Build an entity graph for your business by publishing a schema.org Organization node with a stable @id and a sameAs array linking to authoritative external profiles — Wikipedia, Wikidata, LinkedIn, Crunchbase, official social accounts — then referencing that same @id from every Article, QAPage, and Person node on the site.
Google's original Knowledge Graph announcement introduced the "things, not strings" framing that still drives entity resolution today: search engines and answer engines identify unambiguous entities and then attach content to them. The sameAs property is documented at schema.org/sameAs as the vocabulary link between your on-site entity and its off-site profiles.
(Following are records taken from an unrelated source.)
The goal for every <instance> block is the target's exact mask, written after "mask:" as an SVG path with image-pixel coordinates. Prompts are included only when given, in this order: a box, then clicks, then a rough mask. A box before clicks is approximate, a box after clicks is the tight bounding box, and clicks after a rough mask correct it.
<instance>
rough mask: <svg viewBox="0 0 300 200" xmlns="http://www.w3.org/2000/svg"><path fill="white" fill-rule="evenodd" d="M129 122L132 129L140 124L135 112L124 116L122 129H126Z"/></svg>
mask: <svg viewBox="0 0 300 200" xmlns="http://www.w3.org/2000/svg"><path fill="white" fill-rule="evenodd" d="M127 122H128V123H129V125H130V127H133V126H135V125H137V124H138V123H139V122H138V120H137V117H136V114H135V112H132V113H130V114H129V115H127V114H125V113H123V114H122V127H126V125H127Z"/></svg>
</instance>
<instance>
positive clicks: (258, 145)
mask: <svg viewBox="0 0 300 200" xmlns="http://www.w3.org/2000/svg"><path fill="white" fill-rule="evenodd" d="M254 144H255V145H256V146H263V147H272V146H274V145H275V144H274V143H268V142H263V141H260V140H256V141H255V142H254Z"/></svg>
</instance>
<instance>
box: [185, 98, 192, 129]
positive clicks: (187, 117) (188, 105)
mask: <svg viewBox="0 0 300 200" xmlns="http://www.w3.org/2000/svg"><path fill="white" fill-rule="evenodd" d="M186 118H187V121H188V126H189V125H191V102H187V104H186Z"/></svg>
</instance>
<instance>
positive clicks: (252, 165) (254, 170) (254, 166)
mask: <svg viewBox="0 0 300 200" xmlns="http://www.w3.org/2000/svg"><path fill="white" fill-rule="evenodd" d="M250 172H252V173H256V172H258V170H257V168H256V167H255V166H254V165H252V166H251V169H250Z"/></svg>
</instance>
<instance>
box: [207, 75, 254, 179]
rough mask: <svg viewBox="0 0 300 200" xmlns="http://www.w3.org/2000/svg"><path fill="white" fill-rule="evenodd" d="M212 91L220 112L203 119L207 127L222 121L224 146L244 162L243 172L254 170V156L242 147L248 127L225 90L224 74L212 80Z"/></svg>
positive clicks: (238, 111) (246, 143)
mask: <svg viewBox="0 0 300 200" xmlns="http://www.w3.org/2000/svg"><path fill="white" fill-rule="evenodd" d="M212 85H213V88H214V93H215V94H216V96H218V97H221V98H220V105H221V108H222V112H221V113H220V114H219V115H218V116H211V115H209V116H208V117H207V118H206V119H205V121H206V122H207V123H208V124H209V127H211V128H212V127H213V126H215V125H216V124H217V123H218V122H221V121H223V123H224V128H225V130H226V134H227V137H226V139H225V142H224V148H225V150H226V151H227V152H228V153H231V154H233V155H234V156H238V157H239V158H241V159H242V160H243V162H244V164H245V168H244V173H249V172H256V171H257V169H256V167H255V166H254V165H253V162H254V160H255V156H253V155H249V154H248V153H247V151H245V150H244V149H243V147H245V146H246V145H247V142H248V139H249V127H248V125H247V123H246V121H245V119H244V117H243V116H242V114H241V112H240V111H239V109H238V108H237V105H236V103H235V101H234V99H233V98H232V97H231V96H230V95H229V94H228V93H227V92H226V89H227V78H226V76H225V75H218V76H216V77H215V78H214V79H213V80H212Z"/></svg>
A minimal working graph declares one Organization with @id, name, url, logo, and sameAs; a WebSite with its own @id and a publisher reference to the Organization; and, for each contributor, a Person with @id, name, jobTitle, and its own sameAs. Reuse the @id values everywhere — every Article's publisher and author point back to them.
Wikidata is the highest-leverage target: it is the machine-readable backbone that other knowledge graphs (Google's, Bing's, and the LLMs' pretraining corpora) draw on. A Wikidata Q-number in sameAs is worth more than three social links.
Validate the graph in the Rich Results Test and confirm all @id references resolve inside a single JSON-LD block.